Al menos un millón de seres humanos se proclaman mallorquines, aunque no siempre poseen las credenciales que franquean esta adscripción. Los más conspicuos insisten en que, al haber elegido Mallorca para nacer, se garantizan las virtudes congénitas de la tierra. Cuánta desorientación. Ya que no me lo preguntan, la esencia insular puede comprimirse en cuatro palabras. Ante la duda, abstenerse. Y en ausencia de dudas, abstenerse con mayor fuerza, porque la claridad implica que aquí hay gato encerrado.

Mallorquines por omisión salvo que la comisión sea económica, censuramos el pronunciamiento como el crimen por antonomasia. Quien se atreva a expresarse, será rociado con el spray de un veredicto letal, "¿ y éste qué quiere?" Toda acción recibirá un reproche unánime.
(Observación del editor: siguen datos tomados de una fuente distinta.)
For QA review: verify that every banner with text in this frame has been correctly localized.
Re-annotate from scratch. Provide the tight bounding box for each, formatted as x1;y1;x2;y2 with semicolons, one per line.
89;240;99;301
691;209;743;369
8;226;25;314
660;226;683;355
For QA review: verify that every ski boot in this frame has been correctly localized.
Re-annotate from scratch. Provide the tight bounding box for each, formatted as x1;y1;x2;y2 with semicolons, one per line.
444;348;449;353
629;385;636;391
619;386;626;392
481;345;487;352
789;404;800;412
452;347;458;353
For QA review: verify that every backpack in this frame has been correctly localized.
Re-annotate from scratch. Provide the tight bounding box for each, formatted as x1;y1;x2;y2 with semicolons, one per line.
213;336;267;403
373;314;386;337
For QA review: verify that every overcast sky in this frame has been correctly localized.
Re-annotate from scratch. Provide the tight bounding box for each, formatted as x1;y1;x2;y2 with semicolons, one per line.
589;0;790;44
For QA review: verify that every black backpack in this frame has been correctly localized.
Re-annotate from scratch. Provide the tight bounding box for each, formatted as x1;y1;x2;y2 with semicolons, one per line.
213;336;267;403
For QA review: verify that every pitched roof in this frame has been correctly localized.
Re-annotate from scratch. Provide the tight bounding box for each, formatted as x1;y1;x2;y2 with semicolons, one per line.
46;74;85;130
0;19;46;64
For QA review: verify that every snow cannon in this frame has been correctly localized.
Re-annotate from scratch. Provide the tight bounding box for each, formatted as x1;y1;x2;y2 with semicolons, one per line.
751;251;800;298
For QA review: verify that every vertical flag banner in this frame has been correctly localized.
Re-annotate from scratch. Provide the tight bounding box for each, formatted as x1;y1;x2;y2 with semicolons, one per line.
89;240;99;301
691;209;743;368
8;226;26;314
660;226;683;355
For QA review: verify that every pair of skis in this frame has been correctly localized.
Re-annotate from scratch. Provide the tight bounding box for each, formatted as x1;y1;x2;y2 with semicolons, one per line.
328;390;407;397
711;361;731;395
No sólo será criticada por quienes reciben sus efectos, también y sobre todo por quienes la contemplan. El mallorquín es el árbitro que nunca pitará un penalty flagrante en los minutos finales del partido. Ajusta cada decisión a su pasión por no influir en el resultado. Procede por defecto, minimiza los daños desde la opción menos invasiva. La inacción asume riesgos superiores que la toma de decisiones, pero sin el inconveniente de que te culpen de ellos.

No vamos a enumerar la larga lista de personas que han abusado del carácter inhibitorio de los mallorquines. Dado que la idiosincrasia es irrenunciable, nos aferraremos a sus ventajas. Verbigracia, no deja lugar para héroes, lo cual facilita la convivencia. Los nativos aguardan a que termine la carrera antes de manifestarse, y después tampoco aplauden al vencedor. Para disfrazar la propia inclinación, lamentan cada suceso como si fuera inevitable y digitado desde los cielos. La catástrofe debe ser absoluta, sin posibilidad de una redención que autorice a intervenir en ella. El mapa de Mallorca demuestra que siempre se actúa demasiado tarde, pero las secuelas serán pagadas por los futuros mallorquines, todavía ignorantes a estas alturas de las características de su raza.